Now, this might seem like the logical trajectory for a food stuff that’s gone viral on TikTok. But what if I told you there’s more to the global pistachio craze than meets the eye? Their growth and subsequent heavy-handed marketing are both deeply political. And now, as the US wages war on Iran, the pistachio’s ostensibly benign presence in our lives takes on new meaning.

That’s because these two countries, now embroiled in a bitter military battle, are the biggest producers of pistachios worldwide. This little nut is the most valuable non-oil earner for Iran, but over four decades, the US has fought to come out on top. Thanks to antidumping duty on Iranian pistachios, California – which produces 99% of US pistachios – has been able to acquire international markets from Iran, including China.
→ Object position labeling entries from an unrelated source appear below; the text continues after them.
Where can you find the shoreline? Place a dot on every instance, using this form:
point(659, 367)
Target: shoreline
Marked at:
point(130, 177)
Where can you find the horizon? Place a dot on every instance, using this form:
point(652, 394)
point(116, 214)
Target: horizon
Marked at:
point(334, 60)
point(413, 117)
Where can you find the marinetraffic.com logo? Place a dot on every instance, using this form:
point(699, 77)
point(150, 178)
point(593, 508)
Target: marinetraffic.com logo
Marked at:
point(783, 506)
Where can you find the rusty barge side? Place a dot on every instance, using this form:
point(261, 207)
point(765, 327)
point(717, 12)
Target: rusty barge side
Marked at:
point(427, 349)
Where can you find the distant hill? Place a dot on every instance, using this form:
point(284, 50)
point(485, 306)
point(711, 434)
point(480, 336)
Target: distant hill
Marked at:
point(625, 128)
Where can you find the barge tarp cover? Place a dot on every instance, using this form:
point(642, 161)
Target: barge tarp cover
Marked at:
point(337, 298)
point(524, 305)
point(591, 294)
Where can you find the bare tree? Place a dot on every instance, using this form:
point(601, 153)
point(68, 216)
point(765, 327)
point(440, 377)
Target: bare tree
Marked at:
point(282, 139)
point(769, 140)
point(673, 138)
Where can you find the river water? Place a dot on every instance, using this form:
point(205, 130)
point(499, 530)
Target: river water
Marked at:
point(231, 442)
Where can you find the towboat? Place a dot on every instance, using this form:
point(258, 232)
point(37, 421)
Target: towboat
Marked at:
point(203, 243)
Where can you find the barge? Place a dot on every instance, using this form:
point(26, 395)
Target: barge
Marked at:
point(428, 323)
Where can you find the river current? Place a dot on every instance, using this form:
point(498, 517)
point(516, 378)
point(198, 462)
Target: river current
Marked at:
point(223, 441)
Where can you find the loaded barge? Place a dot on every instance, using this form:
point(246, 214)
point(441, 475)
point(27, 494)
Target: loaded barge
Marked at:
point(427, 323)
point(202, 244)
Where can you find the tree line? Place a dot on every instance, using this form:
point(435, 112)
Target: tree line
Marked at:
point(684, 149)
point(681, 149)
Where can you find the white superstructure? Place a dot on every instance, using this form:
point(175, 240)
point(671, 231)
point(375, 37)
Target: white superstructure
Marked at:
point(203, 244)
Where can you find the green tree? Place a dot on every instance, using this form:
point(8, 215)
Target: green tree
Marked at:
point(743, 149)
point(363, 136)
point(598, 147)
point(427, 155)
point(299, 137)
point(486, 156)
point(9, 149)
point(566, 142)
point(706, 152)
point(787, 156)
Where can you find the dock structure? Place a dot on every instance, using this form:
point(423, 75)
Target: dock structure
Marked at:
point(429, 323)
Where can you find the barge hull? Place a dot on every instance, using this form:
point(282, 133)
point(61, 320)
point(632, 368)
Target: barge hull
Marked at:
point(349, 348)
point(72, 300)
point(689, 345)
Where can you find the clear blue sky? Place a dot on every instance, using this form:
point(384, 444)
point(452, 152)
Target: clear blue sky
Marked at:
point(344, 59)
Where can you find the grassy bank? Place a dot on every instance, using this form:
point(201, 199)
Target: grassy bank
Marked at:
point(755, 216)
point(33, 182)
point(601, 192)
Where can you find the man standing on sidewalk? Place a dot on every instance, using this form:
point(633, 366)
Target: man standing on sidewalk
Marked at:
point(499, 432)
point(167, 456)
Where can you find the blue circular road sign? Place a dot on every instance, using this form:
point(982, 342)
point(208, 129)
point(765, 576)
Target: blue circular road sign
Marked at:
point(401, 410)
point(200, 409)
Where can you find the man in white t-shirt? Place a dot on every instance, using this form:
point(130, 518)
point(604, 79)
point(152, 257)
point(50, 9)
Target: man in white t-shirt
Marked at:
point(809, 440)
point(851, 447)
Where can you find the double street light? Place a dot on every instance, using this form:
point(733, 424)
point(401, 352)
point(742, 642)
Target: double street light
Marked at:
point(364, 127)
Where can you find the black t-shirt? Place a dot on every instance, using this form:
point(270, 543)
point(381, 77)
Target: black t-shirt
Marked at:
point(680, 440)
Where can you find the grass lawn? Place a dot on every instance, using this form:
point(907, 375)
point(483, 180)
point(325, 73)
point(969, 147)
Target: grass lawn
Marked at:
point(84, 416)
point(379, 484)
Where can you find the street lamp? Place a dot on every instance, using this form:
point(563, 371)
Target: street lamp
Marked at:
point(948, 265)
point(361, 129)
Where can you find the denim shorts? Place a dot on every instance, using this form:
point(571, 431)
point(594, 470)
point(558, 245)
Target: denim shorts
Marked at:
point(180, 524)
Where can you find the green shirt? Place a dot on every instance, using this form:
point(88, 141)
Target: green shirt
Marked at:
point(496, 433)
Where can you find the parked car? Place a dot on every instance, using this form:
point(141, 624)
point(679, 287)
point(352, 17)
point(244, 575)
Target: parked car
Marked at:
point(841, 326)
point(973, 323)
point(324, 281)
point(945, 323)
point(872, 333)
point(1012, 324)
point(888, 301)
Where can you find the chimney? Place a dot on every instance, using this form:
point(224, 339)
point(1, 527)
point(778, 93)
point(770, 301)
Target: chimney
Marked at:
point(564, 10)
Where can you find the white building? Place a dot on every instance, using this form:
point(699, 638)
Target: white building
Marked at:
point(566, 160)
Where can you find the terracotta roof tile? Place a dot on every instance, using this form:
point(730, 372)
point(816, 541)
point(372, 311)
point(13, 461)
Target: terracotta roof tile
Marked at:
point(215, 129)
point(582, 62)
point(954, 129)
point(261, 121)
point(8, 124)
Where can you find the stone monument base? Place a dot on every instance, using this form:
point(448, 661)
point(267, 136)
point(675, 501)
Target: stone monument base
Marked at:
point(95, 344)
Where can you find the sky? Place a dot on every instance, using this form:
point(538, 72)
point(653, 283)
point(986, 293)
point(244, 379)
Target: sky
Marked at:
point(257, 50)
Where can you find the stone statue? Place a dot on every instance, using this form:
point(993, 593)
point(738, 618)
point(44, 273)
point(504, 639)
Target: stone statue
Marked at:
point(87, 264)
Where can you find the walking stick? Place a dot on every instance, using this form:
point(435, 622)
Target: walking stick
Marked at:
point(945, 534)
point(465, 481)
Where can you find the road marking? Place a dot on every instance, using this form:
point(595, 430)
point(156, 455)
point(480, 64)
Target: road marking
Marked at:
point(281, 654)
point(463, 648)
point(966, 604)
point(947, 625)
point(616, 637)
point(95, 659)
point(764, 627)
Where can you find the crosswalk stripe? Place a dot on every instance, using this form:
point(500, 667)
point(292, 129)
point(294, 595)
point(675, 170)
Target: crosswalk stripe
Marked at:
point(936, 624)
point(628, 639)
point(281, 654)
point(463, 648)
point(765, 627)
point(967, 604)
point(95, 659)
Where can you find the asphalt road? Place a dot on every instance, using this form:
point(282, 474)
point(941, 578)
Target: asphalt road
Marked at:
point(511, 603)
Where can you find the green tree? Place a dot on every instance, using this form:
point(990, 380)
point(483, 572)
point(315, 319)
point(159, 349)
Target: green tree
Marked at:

The global pistachio industry was a multi-billion dollar industry long before Dubai chocolate came on the scene. Ever since the Iranian revolution of 1979, Iran’s growers have faced pressures from sanctions, tariffs and restrictions on their ability to access international financial tools for the production and trade of pistachios.

It’s an industry that dates back thousands of years in Iran, yet only began in the 1930s in the US, where Persian seeds were used to plant and harvest the nut. Now, the US has achieved market dominance, producing 65% of global output as of 2023-2024. That’s despite the fact pistachio orchards are water-intensive, and have contributed to agricultural water demand pressures in California.

So it’s no surprise that pistachios are everywhere – in our drinks, on our toast, and bulking up our desserts. The US has achieved global supremacy in the pistachio industry, and now it’s hell-bent on ensuring we buy them.

Pistachios are a harbinger for how trade pressure reshapes revenue streams inside sanctioned economies. The nut has become a powerful tool for the US, weaponised against Iran and its regime, suffocating the nation’s capacity for production.

By extension, Dubai chocolate has spotlighted how a humble snack can become something different in the face of digital trends, reshaping markets and even intersection with geopolitical rivalries.

Following the US war with Iran, the pistachio trade battle has been addressed with renewed scrutiny. One social media user questioned whether the popularity of desserts like Dubai chocolate were a direct result of the US’ market domination, sharing their thoughts in a now viral post on Instagram.

‘Ergo all the fancy pistachio coffees at Starbucks’ they wrote, ‘and suddenly being able to find pistachio butter in grocery stores when five years ago it was exclusively available at speciality stores and online, and the huge boom in pistachio foods in Instagram and TikTok recipe content.’

‘These get thrown onto everyone’s feeds, to promote the purchasing of pistachios, so that the US can stick it to Iran. It’s kind of incredible to watch.’

Whether this is explicitly true? We can’t know for sure. But it certainly raises a brow that between 2024-2025, US retail sales of pistachio-filled chocolate totalled $822,900 according to market research company NielsenIQ.

The reality is that global food markets are rarely innocent. Food has always, and will always be, political – from sugar to tea. Entire wars have hinged on the production and trade of food stuff. Pistachios are particularly interesting because of their position in the digital market.

Behind the pastel aesthetics and viral recipes sits a reminder that even the most ordinary ingredients can become unlikely players in the theatre of global power.